Donc, pour en finir, il y a eu des morts, il y a eu des blessés, des exilés et des Français qui sont venus. Cela n'a pas fondamentalement modifié l’équilibre de la population. Le paysan du Hurepoix qui est venu recoloniser l’Occitanie, non, ça n’a pas existé.

ROBERT LAFONT

C’est un phénomène de la classe de pouvoir. Pour les troubadours faidits, finalement, on n’a que deux exemples clairs et on peut supposer qu’il pourrait y en avoir d’autres, mais il n’y a pas eu d’exil massif. La corporation des troubadours et jongleurs est difficile à chiffrer, mais enfin disons que pour le show-business de l’époque cela fait quelques dizaines de noms par génération.

MARGUERITE GUÉLY

Faidit, c’est d’ailleurs un nom que l’on retrouve comme patronyme normal dans la vicomté de Turenne, et à Turenne même, en particulier un fils du vicomte, ou plutôt un bâtard de celui-ci, qui s’appelle Pierre Faidit et qui fonde une famille Faidit qui est dans la vicomté depuis 1130…

PHILIPPE MARTEL

C’est en fait les malheureux que l’on appelait faidit ; Ce n’est pas encore le sens très précis qu’il a pris au moment de la croisade.

MARGUERITE GUÉLY

… et on va voir des descendants et il ne faudra pas qu’on pense que ceux-ci sont des faidits comme vous le dites mais tout simplement de la famille Faidit.

GASTON BAZALGUES

Ces Faidit et les Saint-Circ se connaissaient.

ROBERT LAFONT

Je voudrais poser une question qui peut servir à une sorte de réflexion actuelle.

Ces troubadours viennent de petits châteaux, de monastères, mais aussi territorialement d’un peu partout. Or, il y a des cours capitales, non des villes capitales mais des cours capitales. Le fait, puisqu’on est à Thégra, agglomération qui devait être assez semblable du temps de Uc de Saint-Circ à ce qu’elle est maintenant, que le troubadour s’appelant ainsi soit présent dans les cours européennes, c’est cela la circulation du trobar.
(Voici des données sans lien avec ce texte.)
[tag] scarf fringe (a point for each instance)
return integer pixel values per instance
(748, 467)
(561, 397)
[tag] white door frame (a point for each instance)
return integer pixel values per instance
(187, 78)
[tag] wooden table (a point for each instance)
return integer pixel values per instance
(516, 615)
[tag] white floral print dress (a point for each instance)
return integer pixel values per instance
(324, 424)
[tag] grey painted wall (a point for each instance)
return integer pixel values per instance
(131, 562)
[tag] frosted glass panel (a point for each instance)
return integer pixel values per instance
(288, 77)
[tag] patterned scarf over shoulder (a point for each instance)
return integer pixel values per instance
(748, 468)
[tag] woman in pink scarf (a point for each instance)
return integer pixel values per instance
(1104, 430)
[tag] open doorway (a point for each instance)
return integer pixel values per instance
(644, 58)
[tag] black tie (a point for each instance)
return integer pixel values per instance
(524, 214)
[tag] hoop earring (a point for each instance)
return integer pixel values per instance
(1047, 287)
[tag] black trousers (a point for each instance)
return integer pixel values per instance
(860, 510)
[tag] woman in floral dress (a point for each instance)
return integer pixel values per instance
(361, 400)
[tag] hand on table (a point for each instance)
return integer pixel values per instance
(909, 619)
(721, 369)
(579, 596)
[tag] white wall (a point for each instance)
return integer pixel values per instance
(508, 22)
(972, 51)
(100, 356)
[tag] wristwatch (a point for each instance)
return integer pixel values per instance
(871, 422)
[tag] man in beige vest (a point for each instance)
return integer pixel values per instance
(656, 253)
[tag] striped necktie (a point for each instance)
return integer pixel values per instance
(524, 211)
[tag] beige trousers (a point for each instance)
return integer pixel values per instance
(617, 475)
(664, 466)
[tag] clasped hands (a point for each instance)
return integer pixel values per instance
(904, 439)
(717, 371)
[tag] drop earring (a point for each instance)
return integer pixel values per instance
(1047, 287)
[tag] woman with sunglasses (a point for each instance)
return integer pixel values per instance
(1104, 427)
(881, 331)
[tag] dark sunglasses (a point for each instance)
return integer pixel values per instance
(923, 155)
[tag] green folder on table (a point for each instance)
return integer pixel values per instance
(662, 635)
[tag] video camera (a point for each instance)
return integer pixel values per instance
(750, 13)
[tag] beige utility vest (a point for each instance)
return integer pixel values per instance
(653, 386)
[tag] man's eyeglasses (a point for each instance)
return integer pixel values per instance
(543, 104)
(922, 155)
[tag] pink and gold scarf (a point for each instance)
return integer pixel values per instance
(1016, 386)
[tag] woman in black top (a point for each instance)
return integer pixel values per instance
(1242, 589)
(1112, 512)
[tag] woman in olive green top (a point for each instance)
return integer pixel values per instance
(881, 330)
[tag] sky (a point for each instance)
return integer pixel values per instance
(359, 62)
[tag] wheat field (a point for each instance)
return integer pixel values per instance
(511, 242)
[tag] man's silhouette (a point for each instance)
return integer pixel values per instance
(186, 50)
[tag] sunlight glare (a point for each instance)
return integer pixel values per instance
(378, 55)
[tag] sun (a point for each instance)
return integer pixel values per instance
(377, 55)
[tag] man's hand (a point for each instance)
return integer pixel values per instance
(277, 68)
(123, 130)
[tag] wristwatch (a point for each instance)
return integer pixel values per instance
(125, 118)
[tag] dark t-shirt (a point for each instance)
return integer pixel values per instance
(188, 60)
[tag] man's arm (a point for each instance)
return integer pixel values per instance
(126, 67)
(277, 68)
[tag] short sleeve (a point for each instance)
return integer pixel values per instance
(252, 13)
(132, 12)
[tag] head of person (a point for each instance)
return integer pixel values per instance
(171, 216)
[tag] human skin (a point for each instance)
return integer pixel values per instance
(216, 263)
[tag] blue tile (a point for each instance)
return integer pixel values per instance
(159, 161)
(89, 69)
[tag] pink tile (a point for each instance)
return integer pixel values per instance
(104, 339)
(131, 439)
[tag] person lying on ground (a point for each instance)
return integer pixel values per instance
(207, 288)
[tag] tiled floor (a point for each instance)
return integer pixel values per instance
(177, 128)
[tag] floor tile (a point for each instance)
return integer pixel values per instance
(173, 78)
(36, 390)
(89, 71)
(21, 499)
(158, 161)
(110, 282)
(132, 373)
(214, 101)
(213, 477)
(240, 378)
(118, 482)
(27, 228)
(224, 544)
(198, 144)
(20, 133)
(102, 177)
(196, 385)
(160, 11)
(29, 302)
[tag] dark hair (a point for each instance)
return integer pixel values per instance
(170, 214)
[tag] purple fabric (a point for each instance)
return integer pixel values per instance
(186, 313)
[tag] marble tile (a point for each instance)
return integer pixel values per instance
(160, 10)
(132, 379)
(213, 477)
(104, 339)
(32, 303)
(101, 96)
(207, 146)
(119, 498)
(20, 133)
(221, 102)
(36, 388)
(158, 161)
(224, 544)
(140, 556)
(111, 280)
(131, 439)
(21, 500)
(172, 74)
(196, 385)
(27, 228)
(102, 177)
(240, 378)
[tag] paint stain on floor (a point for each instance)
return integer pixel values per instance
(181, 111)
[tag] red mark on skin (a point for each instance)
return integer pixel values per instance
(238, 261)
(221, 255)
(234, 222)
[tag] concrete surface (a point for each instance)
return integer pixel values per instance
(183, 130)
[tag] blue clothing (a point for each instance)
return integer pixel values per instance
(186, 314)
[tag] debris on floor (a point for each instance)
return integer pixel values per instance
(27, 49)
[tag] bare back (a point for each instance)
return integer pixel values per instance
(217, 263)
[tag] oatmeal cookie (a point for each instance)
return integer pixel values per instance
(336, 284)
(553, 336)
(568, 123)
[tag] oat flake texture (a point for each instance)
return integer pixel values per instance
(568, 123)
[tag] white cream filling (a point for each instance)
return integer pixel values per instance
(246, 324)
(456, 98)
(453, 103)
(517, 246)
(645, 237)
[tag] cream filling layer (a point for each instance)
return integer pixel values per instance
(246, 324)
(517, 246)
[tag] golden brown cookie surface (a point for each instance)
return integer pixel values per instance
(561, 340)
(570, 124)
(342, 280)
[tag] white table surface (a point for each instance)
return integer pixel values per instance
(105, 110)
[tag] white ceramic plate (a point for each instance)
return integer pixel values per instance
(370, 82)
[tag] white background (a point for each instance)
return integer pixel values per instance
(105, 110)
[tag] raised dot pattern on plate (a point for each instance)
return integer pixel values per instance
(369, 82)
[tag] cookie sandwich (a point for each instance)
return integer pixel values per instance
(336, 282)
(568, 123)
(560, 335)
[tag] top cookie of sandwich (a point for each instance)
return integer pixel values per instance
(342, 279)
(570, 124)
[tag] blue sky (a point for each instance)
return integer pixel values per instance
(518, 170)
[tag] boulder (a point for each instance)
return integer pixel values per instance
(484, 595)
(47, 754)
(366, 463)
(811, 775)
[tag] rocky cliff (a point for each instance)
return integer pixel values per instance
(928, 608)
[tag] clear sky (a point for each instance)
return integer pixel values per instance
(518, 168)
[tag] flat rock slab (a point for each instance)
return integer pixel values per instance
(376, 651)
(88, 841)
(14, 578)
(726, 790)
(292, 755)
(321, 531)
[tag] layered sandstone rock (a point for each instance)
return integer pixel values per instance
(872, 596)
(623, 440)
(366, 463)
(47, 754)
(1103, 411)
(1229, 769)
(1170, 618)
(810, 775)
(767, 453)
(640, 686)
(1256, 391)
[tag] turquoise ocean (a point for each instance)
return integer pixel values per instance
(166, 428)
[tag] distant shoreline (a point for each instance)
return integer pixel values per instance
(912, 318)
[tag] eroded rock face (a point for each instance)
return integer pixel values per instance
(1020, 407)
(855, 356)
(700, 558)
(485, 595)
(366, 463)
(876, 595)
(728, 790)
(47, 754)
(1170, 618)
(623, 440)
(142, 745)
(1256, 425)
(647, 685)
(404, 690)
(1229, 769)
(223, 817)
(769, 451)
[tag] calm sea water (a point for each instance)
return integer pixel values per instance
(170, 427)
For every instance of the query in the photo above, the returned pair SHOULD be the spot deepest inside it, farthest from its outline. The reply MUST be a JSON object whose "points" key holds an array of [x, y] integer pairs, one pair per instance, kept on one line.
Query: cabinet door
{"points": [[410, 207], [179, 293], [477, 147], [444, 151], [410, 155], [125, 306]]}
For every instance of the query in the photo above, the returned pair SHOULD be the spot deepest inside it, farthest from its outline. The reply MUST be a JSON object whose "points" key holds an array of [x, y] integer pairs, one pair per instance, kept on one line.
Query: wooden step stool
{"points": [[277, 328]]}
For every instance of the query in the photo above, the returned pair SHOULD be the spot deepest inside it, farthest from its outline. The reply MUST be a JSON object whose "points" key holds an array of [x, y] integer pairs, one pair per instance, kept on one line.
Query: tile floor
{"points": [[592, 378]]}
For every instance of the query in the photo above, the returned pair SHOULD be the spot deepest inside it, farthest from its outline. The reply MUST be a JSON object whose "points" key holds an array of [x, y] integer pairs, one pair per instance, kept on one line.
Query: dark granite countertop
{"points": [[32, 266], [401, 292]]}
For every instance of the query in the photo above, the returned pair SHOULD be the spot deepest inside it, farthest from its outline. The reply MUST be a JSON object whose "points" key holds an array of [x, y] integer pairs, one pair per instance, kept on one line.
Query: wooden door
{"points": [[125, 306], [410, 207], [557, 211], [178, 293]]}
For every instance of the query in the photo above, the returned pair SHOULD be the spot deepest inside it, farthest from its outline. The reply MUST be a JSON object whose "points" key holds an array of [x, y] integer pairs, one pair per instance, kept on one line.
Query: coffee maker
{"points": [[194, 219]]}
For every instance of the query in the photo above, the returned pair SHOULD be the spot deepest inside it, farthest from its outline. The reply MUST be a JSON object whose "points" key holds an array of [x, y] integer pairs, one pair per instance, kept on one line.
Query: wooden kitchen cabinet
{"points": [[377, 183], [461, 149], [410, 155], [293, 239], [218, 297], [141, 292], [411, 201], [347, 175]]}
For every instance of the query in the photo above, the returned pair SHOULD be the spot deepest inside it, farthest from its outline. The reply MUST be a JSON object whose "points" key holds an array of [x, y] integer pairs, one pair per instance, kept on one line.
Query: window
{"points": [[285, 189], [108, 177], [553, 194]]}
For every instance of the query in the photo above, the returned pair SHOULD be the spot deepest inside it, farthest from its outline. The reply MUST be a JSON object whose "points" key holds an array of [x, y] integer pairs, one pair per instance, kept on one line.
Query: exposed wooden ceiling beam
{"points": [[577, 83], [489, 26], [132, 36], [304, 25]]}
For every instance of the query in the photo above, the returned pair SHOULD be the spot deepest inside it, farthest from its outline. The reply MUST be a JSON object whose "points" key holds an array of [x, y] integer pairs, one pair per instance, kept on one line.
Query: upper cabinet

Il y a une société de la mode – on parle aujourd’hui de show-business mais c’est bien de cela qu’il s’agit – d’une extrême compétence dans l’art, qui s’alimente de tous lieux et de toute classe sociale, parce qu’il y a des troubadours de toute sorte. C’est extrêmement intéressant, et ça n’est pas du tout moderne.

En conclusion, puisque nous avons été ici pour parler des cours européennes au travers des siècles, soulignons que jamais au XIXe siècle à Thégra un maître d’école n’a parlé de troubadours. Une révolution s’est faite aujourd’hui.